Le Cri du sablier - Chloé Delaume
paquita | 2 octobre 2010Paru en 2001 et Prix Décembre la même année, Le Cri du sablier est le second roman de Chloé Delaume.
C’est un texte dense, violent, lourd comme le trauma qu’il raconte. Sa langue chargée, évoque immédiatement la folie d’Artaud (L’arve et l’aume) père putatif revendiqué dans le nom de plume, mais il convoque aussi la puissance poétique d’un Lautréamont. Il n’est pas facile d’y entrer. Adepte du sujet-verbe-complément-ponctuation s’abstenir. Mais la persévérance oblige l’exigence de l’auteure. Le lecteur est vite récompensé. Le méli-mélo verbal, qui dit bien le méli-mélo mental, dévoile le fond de l’histoire, la genèse de Chloé, double à peine voilé de l’auteur et narratrice de sa propre histoire. Le nom de plume marque aussi la problématique du prénom (Chloé empruntée à L’écume des jours, autre personnage étouffant) de la douleur de n’être point nommée par ceux-là même qui devraient l’aimer. Chloé, l’enfant qui ne parle pas, remonte le fil de son enfance en partant de la scène qui l’amputa pour longtemps de l’usage de la parole, sorte de scène primitive inversée et sanglante. Une histoire de noms, une histoire de nons, de nombres, une histoire de famille déchirée, mais surtout une mise à distance qui permet à l’œuvre de s’écrire et peut-être, d’expurger les démons parentaux… Si la famille est le lieu premier de l’aliénation, il peut être aussi, par la force de l’intelligence et du talent, l’origine d’une création neuve, validant une fois de plus la thèse de Marthe Robert (Roman des origines et origines du roman). Le sablier c’est le temps qui s’égrène, le temps nécessaire à la recouvrance de ce qui est dicible.
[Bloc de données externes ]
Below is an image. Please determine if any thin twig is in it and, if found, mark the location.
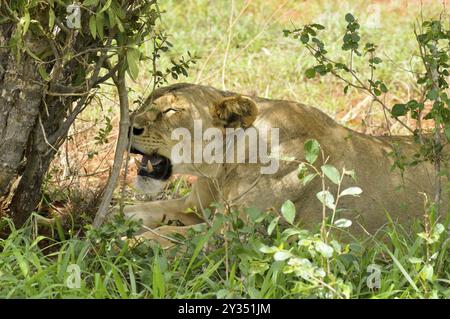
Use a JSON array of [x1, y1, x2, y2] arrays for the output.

Le sable c’est la madeleine, le sablier c’est l’enfant dans l’adulte qui se souvient et se vide, lentement. L’écoulement du sable c’est le cri silencieux mais continu, la logorrhée embourbée des mots car les mots sont enterrés si profond et il y a tant à dire.
Enfin, on ne peut reprocher à l’auteure d’avoir cédé aux sirènes du roman familial, ici tragédie innommable. On ne peut que reconnaître la qualité du texte, la sincérité de ses intentions. Le Cri du sablier nous confirme qu’avec de la boue, on peut bel et bien… faire de l’or.